Common regressions LLMQ catches:

  • Prompt optimization improves one task but degrades another
  • Model updates change response formats, breaking downstream parsing
  • Provider API changes affect response quality
  • Temperature adjustments reduce output consistency
  • Context length changes truncate important information

Quick Start

Get running in under 5 minutes:

# Install
pip install llmq-gate

# Initialize project
llmq init

# Set your API key
echo "GROQ_API_KEY=your_key_here" >> .env

# Run your first evaluation
llmq eval --provider groq

View results in the browser:

llmq dashboard
# → http://localhost:8000

How It Works

Dataset → LLM Provider → Metrics Engine → Quality Gates → Pass / Fail
  1. Define test cases in evals/dataset.json with inputs, expected outputs, and context
  2. Run evaluations against any supported provider
  3. Metrics are computed automatically — task success, relevance, hallucination, consistency
  4. Quality gates pass or fail based on your configured thresholds
  5. Results are stored for historical tracking and comparison

Supported Providers

Provider Models API Key Cost
Groq Llama 3.1, Mixtral Required Free tier
OpenAI GPT-3.5, GPT-4 Required Paid
Claude Claude 3 Haiku / Sonnet Required Paid
Gemini Gemini 1.5 Flash / Pro Required Free tier
HuggingFace Open models Required Free
OpenRouter 100+ models Required Varies
Ollama Local models Free
LocalAI Local models Free

CI/CD Integration

Add quality gates to your pull request workflow. Builds fail automatically when LLM performance drops below your thresholds.

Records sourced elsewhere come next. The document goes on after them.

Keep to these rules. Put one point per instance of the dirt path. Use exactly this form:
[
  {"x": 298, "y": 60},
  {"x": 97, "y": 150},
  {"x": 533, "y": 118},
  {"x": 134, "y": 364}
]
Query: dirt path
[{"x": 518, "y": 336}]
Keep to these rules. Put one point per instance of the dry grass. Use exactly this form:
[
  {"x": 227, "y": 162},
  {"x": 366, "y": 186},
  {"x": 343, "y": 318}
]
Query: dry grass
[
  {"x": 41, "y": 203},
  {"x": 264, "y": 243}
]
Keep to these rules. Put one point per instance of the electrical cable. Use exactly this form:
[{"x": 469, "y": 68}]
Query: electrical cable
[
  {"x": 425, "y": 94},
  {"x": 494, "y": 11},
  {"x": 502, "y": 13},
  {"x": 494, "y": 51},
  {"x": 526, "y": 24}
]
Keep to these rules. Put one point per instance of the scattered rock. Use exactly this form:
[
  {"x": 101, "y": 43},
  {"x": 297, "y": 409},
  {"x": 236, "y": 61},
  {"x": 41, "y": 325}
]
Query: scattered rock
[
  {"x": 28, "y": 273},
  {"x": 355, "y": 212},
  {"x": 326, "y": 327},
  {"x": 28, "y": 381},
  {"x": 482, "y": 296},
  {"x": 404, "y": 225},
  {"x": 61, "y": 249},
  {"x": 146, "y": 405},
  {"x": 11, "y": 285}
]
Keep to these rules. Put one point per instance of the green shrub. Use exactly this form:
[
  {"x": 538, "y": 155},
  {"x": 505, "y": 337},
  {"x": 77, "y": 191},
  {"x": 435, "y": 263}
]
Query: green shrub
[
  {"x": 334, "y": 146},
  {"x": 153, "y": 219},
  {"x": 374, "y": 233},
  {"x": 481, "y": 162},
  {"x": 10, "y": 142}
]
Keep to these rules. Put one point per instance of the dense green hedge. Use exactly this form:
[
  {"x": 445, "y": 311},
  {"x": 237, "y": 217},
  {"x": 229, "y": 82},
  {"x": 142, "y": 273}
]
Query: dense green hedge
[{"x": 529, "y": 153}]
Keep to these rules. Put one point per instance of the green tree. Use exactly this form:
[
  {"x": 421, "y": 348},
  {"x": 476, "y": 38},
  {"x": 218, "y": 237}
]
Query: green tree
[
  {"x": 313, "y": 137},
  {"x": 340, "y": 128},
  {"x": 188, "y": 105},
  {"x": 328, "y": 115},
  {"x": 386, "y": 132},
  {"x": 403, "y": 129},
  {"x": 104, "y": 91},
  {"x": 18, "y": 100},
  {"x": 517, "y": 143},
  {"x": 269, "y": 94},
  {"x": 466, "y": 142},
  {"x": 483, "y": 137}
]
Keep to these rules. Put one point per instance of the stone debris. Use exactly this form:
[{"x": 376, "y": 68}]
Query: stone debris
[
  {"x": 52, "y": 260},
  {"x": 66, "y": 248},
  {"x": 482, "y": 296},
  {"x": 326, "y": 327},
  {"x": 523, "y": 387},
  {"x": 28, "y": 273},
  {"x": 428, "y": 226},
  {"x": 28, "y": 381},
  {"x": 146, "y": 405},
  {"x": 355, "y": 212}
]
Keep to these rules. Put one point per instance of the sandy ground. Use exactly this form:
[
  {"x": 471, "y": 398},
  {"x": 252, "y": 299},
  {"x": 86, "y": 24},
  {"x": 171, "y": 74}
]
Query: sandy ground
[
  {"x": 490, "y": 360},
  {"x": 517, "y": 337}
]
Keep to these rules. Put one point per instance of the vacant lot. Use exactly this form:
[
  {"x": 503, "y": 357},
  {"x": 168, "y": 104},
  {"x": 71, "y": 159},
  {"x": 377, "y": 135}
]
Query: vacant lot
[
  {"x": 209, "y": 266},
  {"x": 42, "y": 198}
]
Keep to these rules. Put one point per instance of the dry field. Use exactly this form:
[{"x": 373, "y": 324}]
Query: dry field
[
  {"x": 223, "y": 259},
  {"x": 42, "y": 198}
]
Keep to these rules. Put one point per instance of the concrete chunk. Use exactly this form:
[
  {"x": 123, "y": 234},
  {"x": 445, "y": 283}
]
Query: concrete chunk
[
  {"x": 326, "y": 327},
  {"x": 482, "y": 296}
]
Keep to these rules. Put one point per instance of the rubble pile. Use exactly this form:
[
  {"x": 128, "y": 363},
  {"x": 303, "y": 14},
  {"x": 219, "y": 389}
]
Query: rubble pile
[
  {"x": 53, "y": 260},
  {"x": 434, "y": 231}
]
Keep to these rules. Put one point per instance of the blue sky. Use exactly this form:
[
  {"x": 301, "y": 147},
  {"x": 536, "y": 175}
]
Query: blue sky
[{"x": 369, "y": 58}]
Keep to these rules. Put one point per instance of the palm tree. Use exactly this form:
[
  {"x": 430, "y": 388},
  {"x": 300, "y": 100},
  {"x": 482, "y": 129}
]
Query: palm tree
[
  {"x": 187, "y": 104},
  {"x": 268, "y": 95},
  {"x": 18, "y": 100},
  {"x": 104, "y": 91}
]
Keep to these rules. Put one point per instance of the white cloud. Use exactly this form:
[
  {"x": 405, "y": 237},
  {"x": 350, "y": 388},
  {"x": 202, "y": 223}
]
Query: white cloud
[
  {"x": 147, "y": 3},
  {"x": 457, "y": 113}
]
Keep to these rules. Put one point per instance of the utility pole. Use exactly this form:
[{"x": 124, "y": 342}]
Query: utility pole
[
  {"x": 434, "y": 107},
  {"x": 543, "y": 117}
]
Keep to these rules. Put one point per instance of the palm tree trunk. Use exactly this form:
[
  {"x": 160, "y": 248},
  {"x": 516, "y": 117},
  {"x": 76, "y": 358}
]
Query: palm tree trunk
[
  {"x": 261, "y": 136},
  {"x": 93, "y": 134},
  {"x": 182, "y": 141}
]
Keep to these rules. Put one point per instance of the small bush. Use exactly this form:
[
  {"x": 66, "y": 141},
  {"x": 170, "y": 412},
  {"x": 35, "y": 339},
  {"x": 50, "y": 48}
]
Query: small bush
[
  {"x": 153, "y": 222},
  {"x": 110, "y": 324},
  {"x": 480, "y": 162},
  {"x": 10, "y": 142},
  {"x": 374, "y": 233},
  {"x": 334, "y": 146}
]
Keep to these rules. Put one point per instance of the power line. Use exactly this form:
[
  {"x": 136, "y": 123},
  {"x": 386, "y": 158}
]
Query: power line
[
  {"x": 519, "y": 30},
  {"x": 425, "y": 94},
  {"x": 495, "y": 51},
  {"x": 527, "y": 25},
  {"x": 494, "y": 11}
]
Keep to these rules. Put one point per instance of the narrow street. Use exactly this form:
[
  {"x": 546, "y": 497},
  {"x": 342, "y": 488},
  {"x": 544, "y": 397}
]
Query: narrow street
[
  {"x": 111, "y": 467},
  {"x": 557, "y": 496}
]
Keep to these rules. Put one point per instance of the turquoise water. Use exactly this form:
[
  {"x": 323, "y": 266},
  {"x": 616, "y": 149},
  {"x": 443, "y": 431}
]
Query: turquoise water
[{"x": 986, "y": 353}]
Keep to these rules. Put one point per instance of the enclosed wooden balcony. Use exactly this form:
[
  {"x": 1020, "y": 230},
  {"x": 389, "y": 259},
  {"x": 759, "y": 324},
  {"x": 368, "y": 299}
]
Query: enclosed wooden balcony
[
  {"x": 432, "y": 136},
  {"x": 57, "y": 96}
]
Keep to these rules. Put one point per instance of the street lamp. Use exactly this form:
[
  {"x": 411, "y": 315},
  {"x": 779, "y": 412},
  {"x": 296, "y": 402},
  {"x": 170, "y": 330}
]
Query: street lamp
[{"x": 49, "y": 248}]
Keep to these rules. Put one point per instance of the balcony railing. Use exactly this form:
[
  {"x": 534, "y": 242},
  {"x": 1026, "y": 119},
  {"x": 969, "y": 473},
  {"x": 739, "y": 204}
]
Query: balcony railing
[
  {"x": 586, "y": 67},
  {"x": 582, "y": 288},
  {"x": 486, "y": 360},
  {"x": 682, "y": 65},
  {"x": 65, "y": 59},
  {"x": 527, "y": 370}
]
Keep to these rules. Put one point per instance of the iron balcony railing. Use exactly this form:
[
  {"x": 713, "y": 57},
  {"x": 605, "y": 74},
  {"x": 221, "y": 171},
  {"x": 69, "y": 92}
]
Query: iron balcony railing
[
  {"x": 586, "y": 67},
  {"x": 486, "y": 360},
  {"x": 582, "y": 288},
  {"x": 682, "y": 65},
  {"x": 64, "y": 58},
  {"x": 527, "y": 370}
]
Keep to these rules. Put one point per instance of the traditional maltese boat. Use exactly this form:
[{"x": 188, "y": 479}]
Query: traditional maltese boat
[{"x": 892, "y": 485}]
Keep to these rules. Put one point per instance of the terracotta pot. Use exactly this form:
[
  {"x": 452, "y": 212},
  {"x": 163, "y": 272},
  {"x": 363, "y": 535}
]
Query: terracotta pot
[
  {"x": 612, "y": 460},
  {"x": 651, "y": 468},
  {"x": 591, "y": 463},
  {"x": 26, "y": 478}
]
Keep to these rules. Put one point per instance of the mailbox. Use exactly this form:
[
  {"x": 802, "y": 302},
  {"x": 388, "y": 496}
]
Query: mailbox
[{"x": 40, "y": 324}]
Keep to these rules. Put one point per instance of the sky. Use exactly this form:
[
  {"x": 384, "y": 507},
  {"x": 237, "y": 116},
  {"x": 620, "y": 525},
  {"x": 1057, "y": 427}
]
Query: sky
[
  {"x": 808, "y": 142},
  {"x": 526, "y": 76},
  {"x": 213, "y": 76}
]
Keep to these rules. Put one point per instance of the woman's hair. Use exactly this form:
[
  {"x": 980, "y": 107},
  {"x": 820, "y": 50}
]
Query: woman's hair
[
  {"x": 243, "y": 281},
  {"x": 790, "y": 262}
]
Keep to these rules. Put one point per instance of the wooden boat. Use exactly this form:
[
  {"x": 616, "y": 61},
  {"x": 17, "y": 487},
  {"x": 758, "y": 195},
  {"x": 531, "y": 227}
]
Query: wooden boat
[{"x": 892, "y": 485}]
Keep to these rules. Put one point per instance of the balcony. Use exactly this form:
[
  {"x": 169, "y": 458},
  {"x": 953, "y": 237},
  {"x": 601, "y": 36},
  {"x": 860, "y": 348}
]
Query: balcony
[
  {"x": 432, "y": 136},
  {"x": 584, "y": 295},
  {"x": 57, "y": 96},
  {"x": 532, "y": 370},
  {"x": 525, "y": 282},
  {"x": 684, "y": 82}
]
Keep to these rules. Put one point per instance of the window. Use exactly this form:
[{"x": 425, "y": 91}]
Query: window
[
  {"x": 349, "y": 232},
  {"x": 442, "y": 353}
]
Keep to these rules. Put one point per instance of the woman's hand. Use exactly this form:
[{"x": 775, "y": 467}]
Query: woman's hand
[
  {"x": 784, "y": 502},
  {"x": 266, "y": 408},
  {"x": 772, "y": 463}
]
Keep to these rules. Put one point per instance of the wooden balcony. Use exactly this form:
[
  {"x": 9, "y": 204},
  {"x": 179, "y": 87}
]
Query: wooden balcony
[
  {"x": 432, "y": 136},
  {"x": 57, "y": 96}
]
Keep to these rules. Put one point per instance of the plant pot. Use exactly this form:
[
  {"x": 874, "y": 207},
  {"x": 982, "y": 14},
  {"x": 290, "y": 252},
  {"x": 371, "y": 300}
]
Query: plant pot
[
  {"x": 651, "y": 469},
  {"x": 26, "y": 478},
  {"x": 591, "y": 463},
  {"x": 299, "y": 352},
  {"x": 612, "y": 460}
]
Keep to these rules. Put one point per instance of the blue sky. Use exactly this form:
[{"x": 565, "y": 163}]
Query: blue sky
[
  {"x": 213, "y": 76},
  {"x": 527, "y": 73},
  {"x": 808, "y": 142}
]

# .github/workflows/llm-quality-gate.yml
name: LLM Quality Gate

on:
  pull_request:
    paths: ['prompts/**', 'llm/**', 'llmq.yaml']

jobs:
  quality-gate:
    runs-on: ubuntu-latest
    steps:
      - uses: actions/checkout@v4
      - uses: actions/setup-python@v5
        with:
          python-version: '3.11'

      - name: Install LLMQ
        run: pip install llmq-gate

      - name: Run Quality Gate
        env:
          GROQ_API_KEY: ${{ secrets.GROQ_API_KEY }}
        run: llmq eval --provider groq --fail-on-gate

Metrics

Metric Method Description
Task Success Exact match + semantic similarity Did the model produce the correct answer?
Relevance Embedding-based cosine similarity Is the response relevant to the input?
Hallucination LLM-as-judge detection Did the model fabricate information?
Consistency Multi-run variance analysis Are responses stable across runs?

Dashboard

llmq dashboard

The interactive web dashboard provides historical performance tracking, provider comparison charts, quality gate pass/fail trends, and test case drill-down analysis.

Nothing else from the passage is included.